Ее бой был завораживающий, и судя по количеству ушибов, фингалов и даже открытых ран, у стоящих вокруг детей, далеко не первым. Ее короткие волосы, остриженные резкими движениями чьего-то кинжала, трепыхались от неровных, но изученных движений и противящегося ветра, что заставлял девочку жмуриться одним глазом, отступая по контурам их арены, балансируя на краю, но готовясь обманом и скоростью заставить ее оппонента рухнуть, проиграв. Хватка меча была до странного неудобной, она держала его словно нож или кинжал, несмотря на длину лезвия, из-за чего даже быстрые удары казались медленными и неудобными. Вторая рука была ушиблена, на ней виднелся синяк и множество мелких ссадин, кое-где даже можно было различить следы стертой крови, но несмотря на это, она по-прежнему использовала левую руку в качестве своего искусственного щита, полагаясь на устойчивость к боли. Правда, при первом же ударе о кисть девочки, около переносицы выступили небольшие слезы боли, которые она пыталась согнать движениями головы. Изящный нос с шрамом около переносицы болезненно дергался из стороны в сторону и всхлипывал, но несмотря на это, ее рука продолжала использоваться ею как щит.

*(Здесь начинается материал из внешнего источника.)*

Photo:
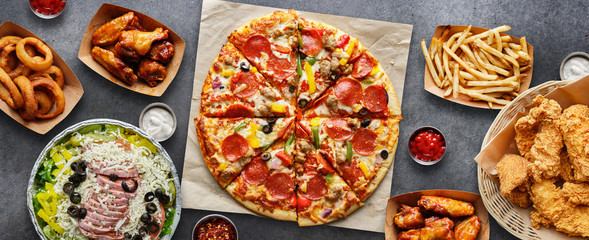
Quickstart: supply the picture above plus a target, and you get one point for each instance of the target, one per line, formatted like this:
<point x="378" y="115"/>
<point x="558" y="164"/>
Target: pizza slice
<point x="267" y="184"/>
<point x="228" y="144"/>
<point x="360" y="150"/>
<point x="269" y="43"/>
<point x="367" y="93"/>
<point x="325" y="53"/>
<point x="234" y="88"/>
<point x="322" y="195"/>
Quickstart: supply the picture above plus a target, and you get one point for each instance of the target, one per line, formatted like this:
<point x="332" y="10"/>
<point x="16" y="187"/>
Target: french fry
<point x="429" y="63"/>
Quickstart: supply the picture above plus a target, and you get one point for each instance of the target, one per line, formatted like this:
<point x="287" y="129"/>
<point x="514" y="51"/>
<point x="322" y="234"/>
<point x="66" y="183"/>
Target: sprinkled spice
<point x="216" y="228"/>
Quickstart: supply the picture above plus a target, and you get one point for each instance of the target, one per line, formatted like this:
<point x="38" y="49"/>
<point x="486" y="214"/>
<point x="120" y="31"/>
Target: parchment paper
<point x="504" y="143"/>
<point x="388" y="42"/>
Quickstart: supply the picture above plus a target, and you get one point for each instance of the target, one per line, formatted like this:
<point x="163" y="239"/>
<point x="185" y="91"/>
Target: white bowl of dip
<point x="574" y="66"/>
<point x="158" y="120"/>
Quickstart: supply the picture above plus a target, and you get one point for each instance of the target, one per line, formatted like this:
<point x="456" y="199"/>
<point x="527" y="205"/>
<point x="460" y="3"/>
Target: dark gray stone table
<point x="554" y="28"/>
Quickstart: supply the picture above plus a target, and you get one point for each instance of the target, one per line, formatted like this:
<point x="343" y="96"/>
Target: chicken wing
<point x="468" y="229"/>
<point x="437" y="229"/>
<point x="151" y="71"/>
<point x="139" y="42"/>
<point x="446" y="206"/>
<point x="114" y="65"/>
<point x="574" y="125"/>
<point x="109" y="33"/>
<point x="161" y="51"/>
<point x="409" y="217"/>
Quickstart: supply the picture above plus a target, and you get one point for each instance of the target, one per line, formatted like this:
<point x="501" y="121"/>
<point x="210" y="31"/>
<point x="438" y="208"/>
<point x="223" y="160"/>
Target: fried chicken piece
<point x="114" y="65"/>
<point x="151" y="71"/>
<point x="437" y="229"/>
<point x="161" y="51"/>
<point x="136" y="42"/>
<point x="109" y="33"/>
<point x="409" y="217"/>
<point x="576" y="193"/>
<point x="468" y="229"/>
<point x="551" y="204"/>
<point x="527" y="126"/>
<point x="512" y="171"/>
<point x="574" y="125"/>
<point x="446" y="206"/>
<point x="412" y="234"/>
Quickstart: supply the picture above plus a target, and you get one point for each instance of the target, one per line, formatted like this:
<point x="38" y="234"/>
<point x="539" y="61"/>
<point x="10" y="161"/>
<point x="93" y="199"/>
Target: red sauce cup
<point x="214" y="220"/>
<point x="427" y="145"/>
<point x="47" y="9"/>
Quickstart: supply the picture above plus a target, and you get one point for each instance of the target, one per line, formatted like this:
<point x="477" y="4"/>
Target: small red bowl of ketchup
<point x="47" y="9"/>
<point x="427" y="145"/>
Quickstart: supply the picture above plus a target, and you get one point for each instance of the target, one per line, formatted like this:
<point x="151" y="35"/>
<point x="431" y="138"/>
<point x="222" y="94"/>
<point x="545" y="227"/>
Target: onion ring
<point x="42" y="48"/>
<point x="57" y="94"/>
<point x="20" y="68"/>
<point x="29" y="109"/>
<point x="8" y="91"/>
<point x="53" y="70"/>
<point x="44" y="102"/>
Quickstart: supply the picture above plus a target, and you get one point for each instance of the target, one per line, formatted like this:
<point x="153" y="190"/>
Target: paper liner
<point x="502" y="142"/>
<point x="32" y="189"/>
<point x="72" y="89"/>
<point x="430" y="86"/>
<point x="388" y="42"/>
<point x="411" y="199"/>
<point x="109" y="11"/>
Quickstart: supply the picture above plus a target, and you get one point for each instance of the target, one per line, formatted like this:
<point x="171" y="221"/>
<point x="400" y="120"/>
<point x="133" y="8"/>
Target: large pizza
<point x="298" y="121"/>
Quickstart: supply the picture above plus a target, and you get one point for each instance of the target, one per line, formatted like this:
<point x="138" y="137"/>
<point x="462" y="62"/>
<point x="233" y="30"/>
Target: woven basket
<point x="499" y="207"/>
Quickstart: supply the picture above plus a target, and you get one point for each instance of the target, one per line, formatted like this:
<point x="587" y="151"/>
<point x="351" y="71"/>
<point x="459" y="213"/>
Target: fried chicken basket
<point x="498" y="206"/>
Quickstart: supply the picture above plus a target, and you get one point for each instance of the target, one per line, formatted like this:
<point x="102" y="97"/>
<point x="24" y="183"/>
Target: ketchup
<point x="427" y="145"/>
<point x="47" y="7"/>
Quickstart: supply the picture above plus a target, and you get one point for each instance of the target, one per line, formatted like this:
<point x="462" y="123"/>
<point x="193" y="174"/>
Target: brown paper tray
<point x="499" y="141"/>
<point x="72" y="89"/>
<point x="106" y="13"/>
<point x="430" y="86"/>
<point x="411" y="199"/>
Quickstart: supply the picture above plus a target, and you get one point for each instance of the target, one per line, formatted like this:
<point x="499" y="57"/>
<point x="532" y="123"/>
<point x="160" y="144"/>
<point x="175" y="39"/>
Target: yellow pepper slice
<point x="364" y="169"/>
<point x="310" y="77"/>
<point x="50" y="222"/>
<point x="252" y="139"/>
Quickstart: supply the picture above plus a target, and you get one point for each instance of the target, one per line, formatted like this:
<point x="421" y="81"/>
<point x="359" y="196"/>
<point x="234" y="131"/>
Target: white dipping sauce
<point x="575" y="68"/>
<point x="158" y="122"/>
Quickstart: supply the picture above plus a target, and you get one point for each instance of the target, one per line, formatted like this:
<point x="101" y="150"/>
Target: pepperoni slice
<point x="363" y="66"/>
<point x="244" y="78"/>
<point x="255" y="45"/>
<point x="375" y="98"/>
<point x="316" y="188"/>
<point x="281" y="68"/>
<point x="238" y="110"/>
<point x="364" y="141"/>
<point x="348" y="91"/>
<point x="312" y="42"/>
<point x="280" y="186"/>
<point x="338" y="129"/>
<point x="234" y="147"/>
<point x="255" y="172"/>
<point x="351" y="172"/>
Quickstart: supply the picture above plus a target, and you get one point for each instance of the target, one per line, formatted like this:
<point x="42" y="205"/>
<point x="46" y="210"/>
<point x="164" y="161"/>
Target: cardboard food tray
<point x="72" y="89"/>
<point x="500" y="140"/>
<point x="106" y="13"/>
<point x="411" y="199"/>
<point x="388" y="42"/>
<point x="430" y="86"/>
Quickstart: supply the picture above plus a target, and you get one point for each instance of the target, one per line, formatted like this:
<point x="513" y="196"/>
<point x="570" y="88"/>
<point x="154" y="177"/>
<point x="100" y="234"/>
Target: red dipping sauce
<point x="214" y="228"/>
<point x="427" y="145"/>
<point x="47" y="8"/>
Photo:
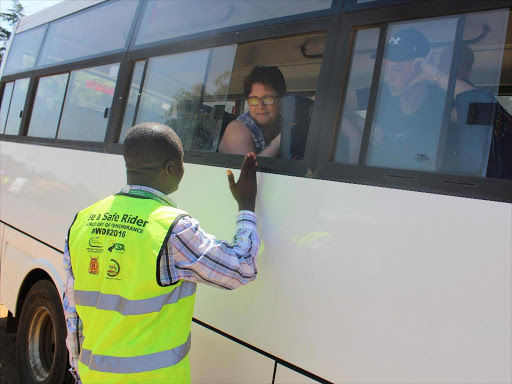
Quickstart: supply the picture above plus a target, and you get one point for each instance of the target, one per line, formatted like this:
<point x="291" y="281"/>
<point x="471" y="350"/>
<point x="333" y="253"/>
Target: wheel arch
<point x="32" y="277"/>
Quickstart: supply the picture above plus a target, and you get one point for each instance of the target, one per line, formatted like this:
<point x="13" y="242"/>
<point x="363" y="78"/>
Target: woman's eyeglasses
<point x="266" y="100"/>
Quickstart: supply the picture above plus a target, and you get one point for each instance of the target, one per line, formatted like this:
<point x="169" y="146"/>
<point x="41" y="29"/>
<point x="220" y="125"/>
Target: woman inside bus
<point x="259" y="129"/>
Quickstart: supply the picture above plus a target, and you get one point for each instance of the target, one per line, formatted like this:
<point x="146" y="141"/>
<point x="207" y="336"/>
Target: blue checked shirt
<point x="193" y="255"/>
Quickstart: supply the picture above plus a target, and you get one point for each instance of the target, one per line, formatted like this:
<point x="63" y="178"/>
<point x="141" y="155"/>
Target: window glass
<point x="165" y="19"/>
<point x="133" y="98"/>
<point x="283" y="77"/>
<point x="354" y="112"/>
<point x="4" y="108"/>
<point x="47" y="106"/>
<point x="437" y="103"/>
<point x="24" y="49"/>
<point x="88" y="102"/>
<point x="187" y="92"/>
<point x="104" y="28"/>
<point x="16" y="108"/>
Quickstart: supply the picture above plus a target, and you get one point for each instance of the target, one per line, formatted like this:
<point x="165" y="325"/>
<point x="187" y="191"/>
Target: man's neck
<point x="411" y="101"/>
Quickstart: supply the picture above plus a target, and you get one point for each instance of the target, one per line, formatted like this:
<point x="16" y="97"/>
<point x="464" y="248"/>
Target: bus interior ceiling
<point x="300" y="72"/>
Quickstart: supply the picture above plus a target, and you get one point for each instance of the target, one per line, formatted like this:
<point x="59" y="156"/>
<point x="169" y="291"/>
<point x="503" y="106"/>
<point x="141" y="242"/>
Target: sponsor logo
<point x="94" y="266"/>
<point x="116" y="247"/>
<point x="95" y="242"/>
<point x="113" y="268"/>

Ее аккуратный берет из холщовой ткани, с узорчатым изображением змеи около кожаного ремешка, был сбит уже давно и валялся в нескольких метрах от места стычки. На теле болталась из стороны в сторону блестящая от серебряных чешуек жилетка, несколько пуговиц которой отвалились и потерялись в листве. Под ней я видела украшенную кожаными накладками рубашку, что не имела никакого окраса и оставалась чисто белой. Кожаные укрепления служили также небольшими карманами, но большая их часть предназначалась для защиты или подобия обороны, находясь около наиболее уязвимых мест. Около шеи, закрытой высоким воротником, можно было увидеть блеск серебряной цепочки, уходящей своим тусклым сиянием и звоном под одежду. Волосы, имеющие серый с вкраплениями русого оттенок, доходили всего до середины ушей, в то время как мои локоны опускались до плеч и спокойно собирались в косы при желании. Брюки Гвин не отличались и каплей мешковатости, плотно прилегали к тонкой голени и бедрам, но также имели укрепленные сталью и кожей места, около колен и по всей голени. На ногах ударяли о землю почти что военные сабатоны, пусть имеющие и не сильно длинные, но достаточно острые носы, способные ранить, обувь держалась на кожаных пряжках, подошва располагала небольшим каблуком, сделанным из дерева.